Dia Laki-laki, Aku Perempuan

3.4K 335 7
                                    

Bibir laki-laki itu... ternyata juga terasa manis.

Dan juga... terasa lembut.

Ada sedikit rasa lain yang timbul karena aroma laki-laki begitu berbeda dengan perempuan. Keringatnya, rambutnya yang berwarna gelap, juga tatapan matanya yang tertuju padaku. Semua hal itulah yang membedakan bibir laki-laki.

Ciuman pertamaku sangat berbeda dari apa yang kubayangkan selama ini. Aku selalu memimpikan sebuah ciuman romantis di bawah sinar bulan kebiruan, di taman dekat danau buatan, dengan pemuda yang berhasil membuatku terhanyut dalam asmara.

Sejak SMP aku selalu berpikir, ciumanku akan terasa seperti es krim yang membuat ketagihan. Manis dan lembut seperti kapas.

Tapi sekarang aku menangis. Ada tangan besar di punggung bawahku, tubuhnya yang tinggi menghimpit tubuhku seakan ingin membenamkanku dalam pelukannya, suara napas tersengal di dekat pipiku, hidung yang membelesak di wajahku, dan bibirnya yang asing di bibirku.

Ini bukan gambaran sempurna sebuah ciuman. Kenapa begini? Kenapa dia melakukan ini? Di koridor sekolah? Di hadapan semua orang?

Aku tak mendengar suara apapun. Kalimat yang saling bersahutan, lenyap. Hanya suara napasnya di telingaku.

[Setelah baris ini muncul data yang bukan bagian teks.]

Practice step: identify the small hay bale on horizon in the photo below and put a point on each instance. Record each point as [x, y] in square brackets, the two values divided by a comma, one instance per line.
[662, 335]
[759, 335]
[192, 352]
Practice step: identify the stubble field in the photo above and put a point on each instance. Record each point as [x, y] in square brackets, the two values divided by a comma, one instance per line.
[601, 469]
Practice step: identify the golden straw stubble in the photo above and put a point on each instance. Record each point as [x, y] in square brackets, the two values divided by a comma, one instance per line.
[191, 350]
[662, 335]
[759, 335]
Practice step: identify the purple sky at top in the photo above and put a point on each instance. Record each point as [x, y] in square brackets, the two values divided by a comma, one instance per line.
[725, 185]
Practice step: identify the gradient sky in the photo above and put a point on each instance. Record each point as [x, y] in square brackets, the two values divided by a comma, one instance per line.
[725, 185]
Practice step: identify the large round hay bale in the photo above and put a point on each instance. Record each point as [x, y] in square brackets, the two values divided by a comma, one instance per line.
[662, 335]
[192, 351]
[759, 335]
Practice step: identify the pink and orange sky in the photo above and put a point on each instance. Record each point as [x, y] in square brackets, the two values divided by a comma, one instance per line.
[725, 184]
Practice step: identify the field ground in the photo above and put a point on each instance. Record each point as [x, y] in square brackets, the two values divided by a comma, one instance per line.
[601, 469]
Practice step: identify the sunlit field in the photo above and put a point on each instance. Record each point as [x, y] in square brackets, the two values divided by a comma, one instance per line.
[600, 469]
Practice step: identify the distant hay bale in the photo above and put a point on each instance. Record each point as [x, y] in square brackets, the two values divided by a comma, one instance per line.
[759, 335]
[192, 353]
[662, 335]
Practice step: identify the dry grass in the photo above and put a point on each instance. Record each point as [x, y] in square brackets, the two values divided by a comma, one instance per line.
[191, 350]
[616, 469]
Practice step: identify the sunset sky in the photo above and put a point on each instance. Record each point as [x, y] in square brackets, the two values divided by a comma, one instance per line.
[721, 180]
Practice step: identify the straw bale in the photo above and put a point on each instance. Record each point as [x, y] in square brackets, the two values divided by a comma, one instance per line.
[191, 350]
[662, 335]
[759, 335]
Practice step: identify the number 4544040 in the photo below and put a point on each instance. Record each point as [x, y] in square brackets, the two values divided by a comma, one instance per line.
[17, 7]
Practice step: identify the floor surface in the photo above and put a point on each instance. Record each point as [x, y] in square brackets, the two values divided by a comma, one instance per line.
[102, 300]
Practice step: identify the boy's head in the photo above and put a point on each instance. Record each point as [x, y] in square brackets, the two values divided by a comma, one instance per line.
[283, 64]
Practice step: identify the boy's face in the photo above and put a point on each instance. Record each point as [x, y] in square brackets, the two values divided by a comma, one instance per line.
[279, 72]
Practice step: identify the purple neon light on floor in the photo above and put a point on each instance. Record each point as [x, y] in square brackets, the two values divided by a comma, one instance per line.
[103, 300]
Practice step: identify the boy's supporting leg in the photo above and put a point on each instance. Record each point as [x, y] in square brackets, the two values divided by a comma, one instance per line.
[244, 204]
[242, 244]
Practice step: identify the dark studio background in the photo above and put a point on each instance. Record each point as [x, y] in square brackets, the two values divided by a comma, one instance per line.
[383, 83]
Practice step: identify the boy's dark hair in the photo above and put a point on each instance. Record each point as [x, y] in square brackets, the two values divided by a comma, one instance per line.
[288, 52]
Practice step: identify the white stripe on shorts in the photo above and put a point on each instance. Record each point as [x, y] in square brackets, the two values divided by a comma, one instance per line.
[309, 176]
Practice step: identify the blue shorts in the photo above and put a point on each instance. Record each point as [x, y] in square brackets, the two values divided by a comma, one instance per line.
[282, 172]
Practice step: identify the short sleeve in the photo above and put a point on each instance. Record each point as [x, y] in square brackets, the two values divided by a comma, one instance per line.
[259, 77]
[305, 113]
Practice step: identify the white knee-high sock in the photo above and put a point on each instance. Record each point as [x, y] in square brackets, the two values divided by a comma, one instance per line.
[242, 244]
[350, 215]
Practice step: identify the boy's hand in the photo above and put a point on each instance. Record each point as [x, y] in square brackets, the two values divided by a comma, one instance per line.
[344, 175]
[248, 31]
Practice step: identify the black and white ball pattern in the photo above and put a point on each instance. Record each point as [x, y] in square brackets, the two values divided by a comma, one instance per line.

Aku kehilangan kemampuanku untuk berpegangan pada waktu. Entah sudah berapa lama dia melakukan ini. Aku mulai kesulitan bernapas. Kapan dia akan melepaskanku?

-:-

Segalanya berawal di hari itu, saat Wali Kelas memintaku mengambil peta Amerika Utara di perpustakaan. Peta berukuran besar itu digulung dan diletakkan di lemari paling atas. Aku tidak mungkin memanjat. Aku perempuan, dan mengenakan rok. Bagaimana kalau nanti ada yang tiba-tiba lewat di bawahku dan hal yang tak kuinginkan, terjadi?

Aku butuh bantuan orang lain.

Saat itu jam istirahat akan segera selesai, perpustakaan hampir kosong. Hanya ada seorang murid laki-laki yang sedang berdiri di dekat jendela, memperhatikanku. Kedua tangannya saling silang di depan dadanya.

"A-ano..."

Dia melangkah, melewatiku lalu memanjat dan meraih peta Amerika Utara yang jadi tujuanku datang ke sini. Tanpa berkata-kata, dia menyerahkannya padaku.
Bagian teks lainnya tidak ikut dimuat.